Some may be wondering about the impact of higher gilt yields on the mortgage market, particularly after what happened after Liz Truss's mini-Budget in September 2022.

Although yields are higher now than they were then, they have been creeping up slowly over a period of months, whereas in 2022 they shot up over a couple of days.

That speedy rise led to lenders quickly pulling deals while they tried to work out what interest rate to charge.

Line chart showing how yields on 10-year UK government bonds changed before and after Liz Truss's mini-Budget in September 2022, and Rachel Reeves's Budget in October 2024. 48 days before Truss's mini-Budget, yields were 2.1%, and gradually rose to 3.5% the day before her statement on 23 September 2022, but then had jumped to 4.2% by the day after. It then gradually fell back to 3.2% by 48 days after. Yields rose more gradually before and after Reeves's Budget, from 4.0% 48 days before, to 4.8% 48 days after. There wasn't the same spike in the days after the Budget on 30 October 2024.

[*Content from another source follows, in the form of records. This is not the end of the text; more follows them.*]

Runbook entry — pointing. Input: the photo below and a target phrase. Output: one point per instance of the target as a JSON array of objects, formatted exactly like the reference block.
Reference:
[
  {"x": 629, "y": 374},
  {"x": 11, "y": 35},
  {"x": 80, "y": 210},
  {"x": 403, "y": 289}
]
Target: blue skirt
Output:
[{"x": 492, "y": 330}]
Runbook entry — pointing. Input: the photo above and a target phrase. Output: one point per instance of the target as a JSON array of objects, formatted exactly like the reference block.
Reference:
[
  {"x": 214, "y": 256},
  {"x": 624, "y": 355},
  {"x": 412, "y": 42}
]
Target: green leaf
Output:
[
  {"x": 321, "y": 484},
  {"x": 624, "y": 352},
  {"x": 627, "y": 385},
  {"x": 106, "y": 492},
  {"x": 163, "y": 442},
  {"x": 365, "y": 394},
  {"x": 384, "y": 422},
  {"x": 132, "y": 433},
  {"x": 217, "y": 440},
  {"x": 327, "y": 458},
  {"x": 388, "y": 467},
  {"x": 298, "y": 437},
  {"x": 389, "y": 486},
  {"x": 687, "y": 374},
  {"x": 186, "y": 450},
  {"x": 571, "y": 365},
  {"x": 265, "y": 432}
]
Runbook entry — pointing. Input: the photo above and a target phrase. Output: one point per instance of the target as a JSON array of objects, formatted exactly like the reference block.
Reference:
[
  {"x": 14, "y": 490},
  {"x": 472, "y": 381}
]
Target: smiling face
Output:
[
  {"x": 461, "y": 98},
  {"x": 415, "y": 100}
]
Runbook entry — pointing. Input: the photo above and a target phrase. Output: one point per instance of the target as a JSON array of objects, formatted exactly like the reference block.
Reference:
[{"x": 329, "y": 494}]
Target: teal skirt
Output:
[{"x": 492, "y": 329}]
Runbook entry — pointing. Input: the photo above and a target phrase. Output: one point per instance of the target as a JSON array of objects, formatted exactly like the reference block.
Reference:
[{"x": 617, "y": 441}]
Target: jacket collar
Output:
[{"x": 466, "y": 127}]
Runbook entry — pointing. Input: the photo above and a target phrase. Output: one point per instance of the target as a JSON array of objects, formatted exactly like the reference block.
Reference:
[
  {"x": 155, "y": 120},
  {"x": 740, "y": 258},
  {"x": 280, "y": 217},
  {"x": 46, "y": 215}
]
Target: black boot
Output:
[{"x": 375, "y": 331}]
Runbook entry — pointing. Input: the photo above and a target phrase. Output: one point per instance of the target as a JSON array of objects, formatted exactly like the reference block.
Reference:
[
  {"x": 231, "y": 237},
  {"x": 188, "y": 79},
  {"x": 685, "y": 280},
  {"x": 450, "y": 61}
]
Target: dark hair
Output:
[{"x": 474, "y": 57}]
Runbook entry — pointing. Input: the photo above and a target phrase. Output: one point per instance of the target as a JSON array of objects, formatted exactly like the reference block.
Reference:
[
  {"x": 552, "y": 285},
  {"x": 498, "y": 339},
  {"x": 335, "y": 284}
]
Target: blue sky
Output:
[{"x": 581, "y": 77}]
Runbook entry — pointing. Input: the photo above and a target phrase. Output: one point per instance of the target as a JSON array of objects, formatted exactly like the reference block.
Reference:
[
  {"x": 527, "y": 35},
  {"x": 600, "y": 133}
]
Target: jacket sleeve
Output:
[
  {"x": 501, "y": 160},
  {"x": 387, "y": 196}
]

But the picture is too complex to make a direct comparison between Truss and Reeves, said Simon French, chief economist at Panmure Gordon.

"The major driver of yields going higher under Truss was UK policy. It was a combination of the mini-Budget, which was her fault, and the energy crisis, which wasn't her fault. But the mini-Budget was the biggest factor.

"This time, there is global anxiety about the level of debt pushing yields up everywhere, not least the US, which is not Reeves' fault. But there's also a dim view on the growth impact from her Budget, which is slowing rather than accelerating the economy. That is her fault."